In this special Cartoon Brew series, we asked the five nominees of the 2013 Best Animated Short Academy Award to discuss the artwork of their films. Today we begin this exclusive look at the short contenders with Feral, an independent film directed by Daniel Sousa.
Daniel Sousa: “Initially, the film was going to tell the story of Kasper Hauser, a boy who had been locked in a dark room for his whole childhood, without human contact. He escaped when he was a teenager, and was found in the center of town holding a mysterious letter that read: “I want to be a horse-rider, like my father.” The riddle fascinated me, so the first few designs are illustrations of that story. This one is a simple watercolor study.”
Daniel Sousa: “I also tried pen-and-ink and playing around with transparencies, thinking of the boy as a hollow receptacle of information, soaking in the chaos of the new-found civilization, allowing it to flow through him.”
Daniel Sousa: “As my research into the subject progressed, I gradually moved away from the specific story of Kasper Hauser and started exploring just the idea of an isolated child, trapped in his own mind, naked and fragile. This is a look test done in acrylics on board.”
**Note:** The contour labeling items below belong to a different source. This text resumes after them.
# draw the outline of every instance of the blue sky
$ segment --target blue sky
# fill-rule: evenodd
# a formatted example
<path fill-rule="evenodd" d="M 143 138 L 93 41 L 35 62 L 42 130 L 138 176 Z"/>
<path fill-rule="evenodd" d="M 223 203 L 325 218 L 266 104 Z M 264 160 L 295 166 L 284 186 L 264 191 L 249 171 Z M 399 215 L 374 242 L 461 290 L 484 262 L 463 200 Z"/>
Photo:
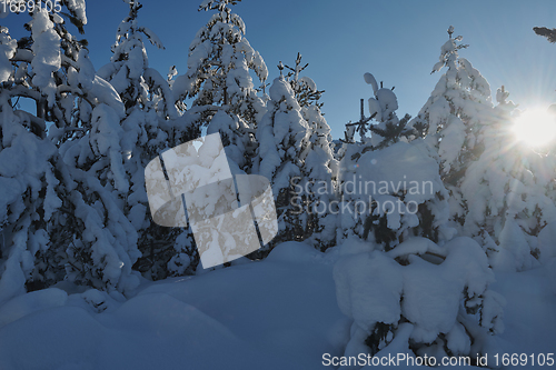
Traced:
<path fill-rule="evenodd" d="M 210 13 L 198 12 L 201 0 L 145 0 L 140 23 L 155 31 L 166 50 L 148 48 L 150 66 L 166 74 L 176 64 L 186 71 L 188 47 Z M 98 69 L 110 58 L 116 29 L 127 16 L 119 0 L 87 1 L 85 38 Z M 281 60 L 292 64 L 297 52 L 308 62 L 306 76 L 326 90 L 322 111 L 335 138 L 344 124 L 359 118 L 359 99 L 371 96 L 363 74 L 396 87 L 399 110 L 416 116 L 440 73 L 438 61 L 446 30 L 453 24 L 469 48 L 460 52 L 488 80 L 505 84 L 519 108 L 556 102 L 556 44 L 536 36 L 535 26 L 556 27 L 554 0 L 244 0 L 232 7 L 245 21 L 246 37 L 260 52 L 269 79 Z M 0 20 L 14 36 L 23 18 Z M 16 31 L 16 32 L 13 32 Z"/>

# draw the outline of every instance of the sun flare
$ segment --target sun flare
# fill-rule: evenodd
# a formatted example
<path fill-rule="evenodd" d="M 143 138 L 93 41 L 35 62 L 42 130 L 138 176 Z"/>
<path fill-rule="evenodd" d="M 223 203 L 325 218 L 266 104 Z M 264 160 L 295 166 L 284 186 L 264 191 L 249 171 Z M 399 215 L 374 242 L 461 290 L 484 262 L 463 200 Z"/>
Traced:
<path fill-rule="evenodd" d="M 530 147 L 542 147 L 556 138 L 556 116 L 546 109 L 530 109 L 516 118 L 514 133 Z"/>

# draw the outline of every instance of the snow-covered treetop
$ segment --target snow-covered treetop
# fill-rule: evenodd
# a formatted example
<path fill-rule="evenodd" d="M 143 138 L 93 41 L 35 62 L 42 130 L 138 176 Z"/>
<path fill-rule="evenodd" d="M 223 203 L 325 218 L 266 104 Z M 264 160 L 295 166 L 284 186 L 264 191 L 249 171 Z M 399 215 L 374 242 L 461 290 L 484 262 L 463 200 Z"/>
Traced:
<path fill-rule="evenodd" d="M 318 102 L 322 97 L 325 90 L 318 90 L 315 81 L 307 77 L 299 77 L 299 74 L 309 66 L 306 63 L 301 67 L 301 54 L 297 53 L 296 64 L 295 67 L 285 66 L 281 61 L 278 64 L 278 69 L 280 70 L 280 76 L 284 76 L 284 69 L 288 69 L 289 72 L 285 76 L 285 79 L 291 86 L 296 94 L 296 99 L 301 107 L 310 107 L 316 106 L 318 108 L 322 108 L 321 102 Z"/>
<path fill-rule="evenodd" d="M 227 4 L 237 4 L 241 0 L 203 0 L 201 4 L 199 6 L 199 10 L 215 10 L 218 9 L 220 11 L 224 11 Z"/>
<path fill-rule="evenodd" d="M 456 60 L 458 59 L 457 51 L 469 47 L 468 44 L 463 44 L 463 43 L 458 44 L 458 42 L 460 42 L 464 38 L 461 36 L 453 38 L 451 37 L 453 33 L 454 33 L 454 26 L 450 26 L 448 28 L 449 40 L 446 41 L 440 48 L 439 61 L 433 67 L 433 71 L 430 73 L 438 72 L 445 66 L 448 67 L 449 69 L 456 68 Z"/>

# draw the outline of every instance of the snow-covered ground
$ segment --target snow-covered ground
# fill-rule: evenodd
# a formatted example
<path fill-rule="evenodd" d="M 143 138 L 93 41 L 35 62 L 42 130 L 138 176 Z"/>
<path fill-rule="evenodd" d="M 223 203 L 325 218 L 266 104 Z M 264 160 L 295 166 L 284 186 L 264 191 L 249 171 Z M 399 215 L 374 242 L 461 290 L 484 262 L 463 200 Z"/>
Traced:
<path fill-rule="evenodd" d="M 351 324 L 336 300 L 338 254 L 288 242 L 262 261 L 145 283 L 127 301 L 62 284 L 20 296 L 0 307 L 0 369 L 326 368 L 322 354 L 344 353 Z M 496 276 L 502 352 L 555 352 L 552 271 Z"/>

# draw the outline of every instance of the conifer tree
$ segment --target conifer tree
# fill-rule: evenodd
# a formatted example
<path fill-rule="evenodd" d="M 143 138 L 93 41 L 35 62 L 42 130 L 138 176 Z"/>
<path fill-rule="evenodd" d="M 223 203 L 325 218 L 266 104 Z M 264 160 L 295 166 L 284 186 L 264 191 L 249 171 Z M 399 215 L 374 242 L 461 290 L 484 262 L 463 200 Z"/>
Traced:
<path fill-rule="evenodd" d="M 483 151 L 477 144 L 477 134 L 492 119 L 493 104 L 488 82 L 458 54 L 468 46 L 460 43 L 463 37 L 453 38 L 453 33 L 450 26 L 449 39 L 440 49 L 439 61 L 433 67 L 433 73 L 444 67 L 447 71 L 409 126 L 423 132 L 425 140 L 438 151 L 441 178 L 450 191 L 451 217 L 464 222 L 465 201 L 458 188 L 467 167 Z"/>
<path fill-rule="evenodd" d="M 192 99 L 207 133 L 220 132 L 228 158 L 250 171 L 254 140 L 265 103 L 257 96 L 249 71 L 265 83 L 268 71 L 246 39 L 241 18 L 229 6 L 237 0 L 205 0 L 199 11 L 216 11 L 189 47 L 188 70 L 173 83 L 176 99 Z M 220 112 L 220 114 L 217 113 Z M 215 119 L 217 118 L 217 119 Z"/>
<path fill-rule="evenodd" d="M 128 17 L 118 27 L 111 60 L 98 73 L 115 87 L 126 107 L 121 150 L 129 187 L 118 196 L 139 237 L 138 248 L 142 256 L 135 268 L 147 278 L 162 279 L 168 274 L 195 271 L 198 254 L 189 229 L 168 229 L 152 222 L 148 212 L 145 168 L 163 150 L 196 139 L 199 132 L 191 128 L 193 124 L 187 114 L 178 114 L 168 80 L 149 67 L 142 37 L 159 49 L 163 46 L 155 32 L 139 26 L 138 12 L 142 6 L 137 1 L 129 6 Z"/>
<path fill-rule="evenodd" d="M 276 199 L 278 234 L 267 249 L 305 237 L 307 213 L 301 197 L 296 197 L 295 186 L 302 187 L 306 181 L 301 154 L 309 139 L 301 107 L 284 76 L 275 79 L 269 96 L 268 111 L 257 128 L 259 150 L 255 158 L 259 174 L 270 180 Z"/>
<path fill-rule="evenodd" d="M 517 106 L 506 101 L 508 96 L 498 89 L 495 119 L 479 133 L 485 150 L 461 182 L 468 210 L 463 232 L 484 246 L 494 268 L 524 270 L 538 264 L 537 236 L 555 221 L 548 180 L 554 170 L 550 156 L 517 142 L 510 116 Z"/>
Daniel Sousa: “I started to feel that the boy needed to be more savage, untamed, aggressive. So I tried a very loose painterly approach, allowing the brush-strokes to be more expressive, and removing the facial features since they gave the character a very cartoony and overly sentimental look. Without facial features the boy looked more mysterious, like a blank slate, without personality. He felt ghostly and more animalistic. You couldn’t tell what he was thinking, and that was crucial for the story.”
Daniel Sousa: “Following this line of thinking, I started to build the world around the boy, using broad shapes and silhouettes, blocks of shadow and light. I started to feel that I was finally capturing the wight and physicality that the story required. At this stage, the hunter character was not yet fully developed, so here he is shown as a fisherman, or a farmer.”
Daniel Sousa: “Then I started to refine the color palette of the film, desaturating the extremes but staying within an earthy, harmonized spectrum, and using strong contrasts of light and shadow. The world around the boy needed to feel cold and oppressive, so a saturated color space no longer made sense. Here the man is still a fisherman, holding a net, but his look is already very close to the final version. The cityscapes were informed by my memories of Lisbon, a patchwork of shingled rooftops and plastered walls.”